OPINION
A.E. Johnson, appellant in this case, filed suit alleging appellees sold inferior gasoline which damaged his equipment. The trial court rendered judgment in favor of Johnson, who then filed a motion for new trial which the trial court denied. In five points of error Johnson contends the trial court erred (1) in not granting his motion to recuse; (2) in failing to file *672 findings of fact and conclusions of law, as requested by appellant; (3) in failing to grant his motion to “reinstated [sic] the ease on the trial court docket, or to increase the judgments;” (4) in failing to set an oral hearing on appellees’ motion for partial summary judgment; and (5) in failing to act on his requests for findings and conclusions. Because the trial court failed to act on a motion to recuse, we will reverse and remand as to their point.

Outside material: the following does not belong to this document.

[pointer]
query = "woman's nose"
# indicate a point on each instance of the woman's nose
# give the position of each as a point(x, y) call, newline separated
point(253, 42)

Appellant filed a motion to recuse on May 20, 1997. The record contains no indication that the trial court ever acted on this motion in any way.
“One of the most fundamental components of a fair trial is ‘A neutral and detached judge.’ ”
Metzger v. Sebek,
When a motion to recuse is filed, a trial court has only two options: recusal or referral of the case to the presiding judge for a determination as to its merits. Tex.R. Civ. P. 18a(c);
In re Rio Grande Valley Gas Co.,
In the present case, Johnson filed a motion to recuse, but the trial court took no action on the motion. Regardless of the sufficiency of the motion, this was error.
Brosseau,
We also find this to be true, despite the fact that our record shows that the trial court ruled on a motion to recuse four days earlier.
1
Even if appellant merely refiled his previously filed motion to re-cuse, “the court does not have the option of doing nothing.”
Rio Grande Valley Gas,
Because appellant’s second, third and fifth points of error complain of actions taken by the trial court after the motion to recuse was filed, those points are denied as moot. This leaves only appellant’s contention that the trial court erred by not granting his motion to compel oral argument on a defense motion for partial summary judgment. While the docket sheet indicates this motion was granted before appellant’s motion to recuse was filed, this motion is not included in the record before us. However, the omission does not matter because appellant is not entitled to an oral hearing on a motion for summary judgment.
See Martin v. Martin, Martin & Richards Inc.,
The judgment of the trial court is otherwise reversed and the cause remanded for proceedings consistent with this opinion.
Notes
. This motion to recuse does not appear in our record. Although a hearing was held about the time the trial court referred the recusal motion to a presiding judge, appellant did not timely file a reporter’s record.